Garance a abordé La Réunion au stade de cyclone tropical, à la limite du cyclone tropical intense.

En termes d'intensité, Garance est comparable à Firinga, également cyclone tropical au moment de l’impact mais Firinga a surtout marqué le sud de l’île (216 km/h à Saint-Pierre).

Le cyclone en lui-même n'est pas exceptionnel : on observe en moyenne dans l'océan Indien 5 systèmes de ce type par saison.

En revanche, une large partie Nord et Est de l’île n’avait pas connu de vents aussi dévastateurs depuis plus de 50 ans.

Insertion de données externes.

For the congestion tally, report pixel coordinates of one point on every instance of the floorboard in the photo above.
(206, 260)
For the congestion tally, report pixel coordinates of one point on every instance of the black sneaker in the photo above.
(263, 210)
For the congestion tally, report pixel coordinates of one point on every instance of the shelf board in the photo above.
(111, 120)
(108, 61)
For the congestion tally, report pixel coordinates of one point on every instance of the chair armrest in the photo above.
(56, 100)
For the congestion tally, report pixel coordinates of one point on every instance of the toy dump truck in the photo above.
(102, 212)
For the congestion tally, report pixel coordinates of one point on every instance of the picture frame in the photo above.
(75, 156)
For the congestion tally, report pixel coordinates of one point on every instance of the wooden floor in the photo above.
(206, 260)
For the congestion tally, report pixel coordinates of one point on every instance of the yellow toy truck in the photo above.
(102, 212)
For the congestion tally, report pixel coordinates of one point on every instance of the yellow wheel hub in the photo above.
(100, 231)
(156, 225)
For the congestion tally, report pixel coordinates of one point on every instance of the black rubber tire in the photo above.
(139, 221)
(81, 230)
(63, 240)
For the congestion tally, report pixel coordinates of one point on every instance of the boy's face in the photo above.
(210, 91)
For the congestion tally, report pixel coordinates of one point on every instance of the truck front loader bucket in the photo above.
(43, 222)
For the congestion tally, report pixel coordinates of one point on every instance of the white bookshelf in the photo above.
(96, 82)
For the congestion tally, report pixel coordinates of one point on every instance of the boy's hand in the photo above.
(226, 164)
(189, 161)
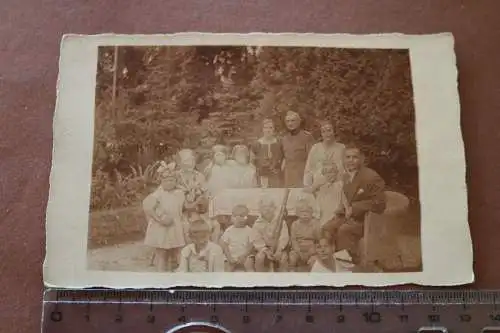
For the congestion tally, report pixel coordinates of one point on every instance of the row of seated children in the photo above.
(203, 255)
(244, 247)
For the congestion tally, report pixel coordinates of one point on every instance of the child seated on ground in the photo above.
(240, 242)
(214, 225)
(217, 171)
(163, 209)
(327, 260)
(277, 241)
(304, 233)
(201, 255)
(324, 260)
(329, 192)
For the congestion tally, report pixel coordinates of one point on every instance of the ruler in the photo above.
(267, 310)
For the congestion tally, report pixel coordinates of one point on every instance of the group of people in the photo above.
(186, 239)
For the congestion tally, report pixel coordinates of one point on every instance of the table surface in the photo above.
(30, 32)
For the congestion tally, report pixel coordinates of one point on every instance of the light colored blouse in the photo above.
(321, 154)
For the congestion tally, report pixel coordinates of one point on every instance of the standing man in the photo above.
(296, 146)
(364, 190)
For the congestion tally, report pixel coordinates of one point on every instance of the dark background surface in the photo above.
(30, 32)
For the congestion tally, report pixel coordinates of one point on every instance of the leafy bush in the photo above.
(165, 95)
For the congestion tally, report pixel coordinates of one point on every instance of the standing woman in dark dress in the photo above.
(268, 157)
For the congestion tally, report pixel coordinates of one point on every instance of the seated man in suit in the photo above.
(364, 191)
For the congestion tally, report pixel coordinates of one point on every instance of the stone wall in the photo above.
(116, 226)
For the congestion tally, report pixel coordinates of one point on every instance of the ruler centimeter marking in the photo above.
(271, 310)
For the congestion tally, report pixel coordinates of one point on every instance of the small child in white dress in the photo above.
(327, 261)
(329, 193)
(242, 174)
(217, 171)
(240, 242)
(201, 255)
(163, 209)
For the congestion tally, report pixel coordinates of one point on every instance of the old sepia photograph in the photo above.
(273, 160)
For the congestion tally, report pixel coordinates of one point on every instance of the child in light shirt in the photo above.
(240, 242)
(304, 233)
(201, 255)
(164, 212)
(242, 174)
(329, 193)
(266, 226)
(217, 172)
(327, 261)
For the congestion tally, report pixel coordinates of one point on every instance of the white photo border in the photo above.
(445, 238)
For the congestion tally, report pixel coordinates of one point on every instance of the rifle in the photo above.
(279, 220)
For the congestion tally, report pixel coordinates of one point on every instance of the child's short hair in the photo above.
(199, 224)
(324, 236)
(267, 201)
(303, 204)
(219, 149)
(267, 121)
(240, 148)
(243, 209)
(329, 166)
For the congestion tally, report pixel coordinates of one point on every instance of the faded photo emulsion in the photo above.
(295, 159)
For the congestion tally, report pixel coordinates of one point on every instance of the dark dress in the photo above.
(268, 159)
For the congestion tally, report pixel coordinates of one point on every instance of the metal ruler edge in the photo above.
(273, 296)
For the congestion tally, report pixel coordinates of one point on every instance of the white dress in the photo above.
(241, 176)
(319, 154)
(318, 267)
(329, 198)
(217, 178)
(170, 204)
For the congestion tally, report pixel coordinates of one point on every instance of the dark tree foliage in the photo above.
(173, 97)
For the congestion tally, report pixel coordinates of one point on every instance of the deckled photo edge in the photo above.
(202, 280)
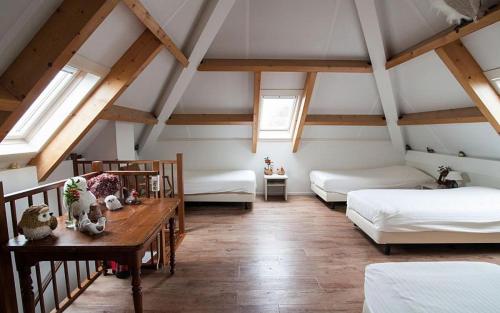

Les valeurs de vent mesurées aux stations sont pour la plupart du niveau de celles qui avaient été observées lors de cyclones historiques, et certaines n’avaient jamais été enregistrées depuis l'ouverture de la station d'observation.

De la même manière, les précipitations observées lors du passage du cyclone, en particulier sur les Hauts, le Nord et l’Ouest de l’île sont souvent inédites en termes d'intensité (cumuls sur une durée inférieure à 6 heures).

En lien avec la circulation rapide de Garance sur l’île, les cumuls de précipitations sur des durées plus longues (plus de 24 heures) restent inférieurs à ce qui a pu être observé sur d'autres systèmes.

Le changement climatique a-t-il joué un rôle dans sa trajectoire ou son intensité ?

L’attribution au changement climatique, comme tout événement extrême pris individuellement, ne semble pas avéré au premier abord.

Garance est le 7impact direct du mur de l’œil d'un cyclone tropical sur La Réunion sur les 40 dernières années après Clotilda en 1987, Firinga en 1989, Colina en 1993, Hollanda en 1994, Fakir en 2018, et Belal en 2024.

Cependant, sur le nord et l'ouest de La Réunion, au passage de Garance, les cumuls de pluie sur des pas de temps courts (de quelques minutes à 6 heures) ont été exceptionnels. Les projections climatiques compilées dans le 6rapport du Groupe d'experts intergouvernemental sur l'évolution du climat (Giec) suggèrent une tendance à l'intensification des pluies cycloniques. Les intensités inédites de pluie mesurées pendant Garance nécessiteront donc d'être analysées finement pour répondre avec rigueur aux questionnements en regard du changement climatique.